Fig. 1 is a plan view of an embodiment of this invention, Fig. 2 is a plan view used to explain bifilar winding, Fig. 3 is a connection diagram of an embodiment of this invention, and Fig. 4 is an explanation of convergence correction operation. FIGS. 5 and 6 are waveform diagrams used to explain an embodiment of the present invention, and FIG. 7 is a perspective view showing the installation state of an embodiment of the present invention. 1: Core, 7, 8: Magnet, 10.11: Coil bobbin, 12.13.14, 15: Coil, 18: Coil for convergence correction. Agent Patent Attorney Tadashi Sugiura 47F each. Figure 2. Figure 3. Added phrases to the scene * Figure 4. Figure 5. Corrections. Figure 7.

Claims (1)

[Claims] The first to fourth coils are wound around a core to which a bias magnetic field is applied so that the bias magnetic fields for the first and second coils and the bias magnetic fields for the third and fourth coils are in opposite directions. , the first coil and the fourth coil are connected in series, and the third coil and the second coil are connected in series.
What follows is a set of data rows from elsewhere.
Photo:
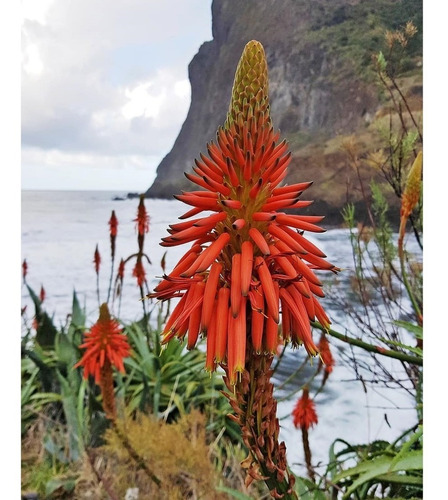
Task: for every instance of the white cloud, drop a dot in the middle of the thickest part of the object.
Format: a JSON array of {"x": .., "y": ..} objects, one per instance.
[
  {"x": 107, "y": 78},
  {"x": 32, "y": 62}
]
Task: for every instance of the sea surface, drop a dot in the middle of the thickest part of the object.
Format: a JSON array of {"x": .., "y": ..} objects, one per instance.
[{"x": 60, "y": 230}]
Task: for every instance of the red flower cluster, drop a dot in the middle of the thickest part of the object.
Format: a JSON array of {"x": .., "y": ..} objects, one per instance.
[
  {"x": 113, "y": 224},
  {"x": 250, "y": 266},
  {"x": 105, "y": 343},
  {"x": 304, "y": 413},
  {"x": 142, "y": 219},
  {"x": 97, "y": 260},
  {"x": 139, "y": 272}
]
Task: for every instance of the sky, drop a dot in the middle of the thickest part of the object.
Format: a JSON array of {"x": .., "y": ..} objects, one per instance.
[{"x": 104, "y": 88}]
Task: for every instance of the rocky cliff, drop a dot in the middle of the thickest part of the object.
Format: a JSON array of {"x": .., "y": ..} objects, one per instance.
[{"x": 321, "y": 86}]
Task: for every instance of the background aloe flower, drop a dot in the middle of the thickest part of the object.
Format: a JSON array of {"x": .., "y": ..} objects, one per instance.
[
  {"x": 97, "y": 260},
  {"x": 142, "y": 218},
  {"x": 24, "y": 269},
  {"x": 249, "y": 245},
  {"x": 105, "y": 346}
]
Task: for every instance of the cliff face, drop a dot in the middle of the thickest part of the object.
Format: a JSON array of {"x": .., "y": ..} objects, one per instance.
[{"x": 319, "y": 85}]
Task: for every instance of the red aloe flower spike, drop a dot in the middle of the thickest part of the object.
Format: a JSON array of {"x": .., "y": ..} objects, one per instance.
[
  {"x": 120, "y": 273},
  {"x": 304, "y": 412},
  {"x": 139, "y": 272},
  {"x": 105, "y": 346},
  {"x": 97, "y": 260},
  {"x": 113, "y": 224},
  {"x": 246, "y": 260}
]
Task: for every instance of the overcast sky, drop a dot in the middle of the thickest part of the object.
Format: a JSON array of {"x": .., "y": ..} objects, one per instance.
[{"x": 105, "y": 88}]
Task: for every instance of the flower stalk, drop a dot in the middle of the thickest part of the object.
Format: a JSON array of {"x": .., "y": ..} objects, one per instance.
[{"x": 248, "y": 281}]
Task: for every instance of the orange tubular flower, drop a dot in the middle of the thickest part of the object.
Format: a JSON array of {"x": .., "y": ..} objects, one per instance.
[
  {"x": 304, "y": 413},
  {"x": 97, "y": 260},
  {"x": 113, "y": 224},
  {"x": 142, "y": 219},
  {"x": 248, "y": 245},
  {"x": 105, "y": 346}
]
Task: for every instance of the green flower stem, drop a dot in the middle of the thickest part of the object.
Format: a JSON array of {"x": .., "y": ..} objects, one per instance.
[
  {"x": 403, "y": 271},
  {"x": 369, "y": 347}
]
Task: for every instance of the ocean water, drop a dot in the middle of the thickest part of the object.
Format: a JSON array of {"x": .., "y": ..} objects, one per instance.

coils are connected in series, a convergence correction coil is connected between the connection point of the first and fourth coils and the connection point of the third and second coils, and the first and fourth coils are connected in series.
A convergence correction device configured to supply a horizontal sawtooth current by connecting in parallel the series connection of the coil and the series connection of the third and second coils.